OBS: SNR abaixo de 20db fica uma bosta!!!!

Vamos para outro exemplo: Sinal do cliente -70dbm, noise -90dbm
90-70= 20db SNR

Com 20db de SNR vc NAO vai conseguir os 144 Mbps e sim uma taxa mais baixa!!! e quanto pior o SNR pior a taxa de troughput ou seja, mais baixo os Mbps

Em relacao a SISO, nao recomendo, eh 1x1 trafega menos dados, com 2x2 vc trafega o dobro de dados!! Mais como vc ja tem, vai utilizando agora mais se possivel nao utilize mais!

Vc tera muito mais rendimento em uma celula toda 2x2 do que mista, alguns 1x1 e alguns 2x2!!!
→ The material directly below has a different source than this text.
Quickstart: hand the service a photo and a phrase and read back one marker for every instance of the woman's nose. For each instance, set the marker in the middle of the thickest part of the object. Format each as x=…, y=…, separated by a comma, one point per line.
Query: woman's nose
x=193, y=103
Espero que posso ter ajudado!! 
[]´s

----------


## RadNet

> @*RadNet* ola fico feliz que tenha lido todo o topico, estou comentando minha experiencia com intelbras usando TDMA desde o inicio e tudo aqui nesse topico mesmo, apesar de nao ter sido eu que o abri!!!
> 
> bom segue um print recente da minha APC5+ com 25 wom conectadas, da uma reparada nele:
> 
> 
> bom da pra ve que tem wom a 10 dias online sem cair, olha o SNR dos clientes, o mais baixo meu eh 26db e todos os Mbps em 144, alguns em 115 mais nenhum abaixo de 100
> 
> ja passei 20Mb na wom com MSC11, meu ping aqui eh excelente media de 10ms
> 
> ...


Boa tarde a todos! 

Depois de alguns ajustes a rede aparentemente está 100% agora...

Já coloquei 15 clientes conectados no APC 5M, aqui. Pretendo colocar entre 30 a 40 clientes conectados Nele...

Um problema que notei que as antenas Wom 5000 e wom5000i, não conecta não horizontal, somente na vertical....


Desde já grato a todos!

Deus abençoe a todos !

----------


## Nks

@*RadNet* tem como vc me mandar um print da sua base sation, pra eu dar uma olhada!
vc disse que nao conecta na horizontal, isso quer dizer vc esta usando apenas uma via, ou seja siso, 1x1

Eu aqui uso mimo, 2x2 e conecta na horizontal e vertical!!!

Eu acho que por vc estar usando equipamentos siso, sua rede esta toda 1x1, mesmo usando antenas 2x2!!! 
Por isso que vc nao conecta na horizontal!!!

----------


## RadNet

> @*RadNet* tem como vc me mandar um print da sua base sation, pra eu dar uma olhada!
> vc disse que nao conecta na horizontal, isso quer dizer vc esta usando apenas uma via, ou seja siso, 1x1
> 
> Eu aqui uso mimo, 2x2 e conecta na horizontal e vertical!!!
> 
> Eu acho que por vc estar usando equipamentos siso, sua rede esta toda 1x1, mesmo usando antenas 2x2!!! 
> Por isso que vc nao conecta na horizontal!!!


Opa boa tarde!

Tem como sim....

estava meio sem tempo, mais hoje a noite, eu te mando....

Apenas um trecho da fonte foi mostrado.